Microsoft purchased 10 million long oligonucleotides – DNA or RNA molecules used for genetic testing and research – from San Francisco startup Twist Bioscience, and is using them to encode digital data.
Twist Bioscience uses a proprietary semiconductor-based synthetic DNA manufacturing process to create synthetic biology tools such as genes, oligonucleotide pools and variant libraries.
Its Microsoft's idea that DNA's resilience and unparalled storage capacity could hold huge opportunity for housing digital data, which is big and getting bigger – more than 5 trillion gigabytes, according to some estimates, and doubling every two years.
The thought is that using DNA as an archival technology address two big limitations of digital storage media: lifespan and low density.
DNA data storage could last up to 2,000 years without deterioration, according to Twist Bioscience – and a single gram of DNA can store nearly trillion gigabytes of digital information.
"We need new methods for long-term, secure data storage," said Doug Carmean, a Microsoft partner architect within the company’s Technology and Research organization, in a statement.
The hope is that Twist's scalable, silicon-based DNA synthesis technique offers an opportunity to harness the DNA, to become a viable long-term storage medium.
"Today, the vast majority of digital data is stored on media that has a finite shelf life and periodically needs to be re-encoded," said Emily M. Leproust, CEO of Twist Bioscience.
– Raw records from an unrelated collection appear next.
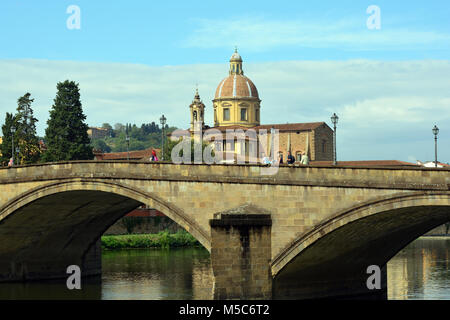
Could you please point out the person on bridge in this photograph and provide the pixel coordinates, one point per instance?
(291, 158)
(305, 159)
(154, 157)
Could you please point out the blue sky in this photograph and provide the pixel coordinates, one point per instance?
(137, 59)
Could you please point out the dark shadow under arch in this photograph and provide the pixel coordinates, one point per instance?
(335, 263)
(49, 228)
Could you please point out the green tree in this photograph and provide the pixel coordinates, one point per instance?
(26, 137)
(66, 134)
(169, 145)
(99, 144)
(7, 141)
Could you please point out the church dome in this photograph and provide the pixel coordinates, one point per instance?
(236, 86)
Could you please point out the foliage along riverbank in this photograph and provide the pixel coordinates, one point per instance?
(162, 239)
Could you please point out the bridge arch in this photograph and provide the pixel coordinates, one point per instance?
(170, 210)
(337, 252)
(49, 226)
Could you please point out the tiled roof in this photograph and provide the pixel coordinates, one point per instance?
(292, 126)
(134, 155)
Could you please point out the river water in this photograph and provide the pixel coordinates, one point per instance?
(420, 271)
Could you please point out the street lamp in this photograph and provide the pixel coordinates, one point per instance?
(435, 132)
(163, 124)
(17, 151)
(13, 130)
(334, 120)
(128, 146)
"DNA is a promising storage media, as it has a known shelf life of several thousand years, offers a permanent storage format and can be read for continuously decreasing costs," she added. "We are thrilled to work with Microsoft, and University of Washington researchers, to address the growing challenge of digital data storage."
After translating a given data set into ACGT genetic code – the acronym refers to the four types of bases in a molecule of DNA, adenine, cytosine, guanine and thymine – Microsoft then asked Twist Bioscience to synthesize 10 million DNA strands using those letters.
What kind of data? "We don’t have the decoder key, so I have no idea what it is," Twist CEO Emily Leproust told IEEE Spectrum.
"The initial test phase with Twist demonstrated that we could encode and recover 100 percent of the digital data from synthetic DNA," said Carmean. "We’re still years away from a commercially- viable product, but our early tests with Twist demonstrate that in the future we’ll be able to substantially increase the density and durability of data storage."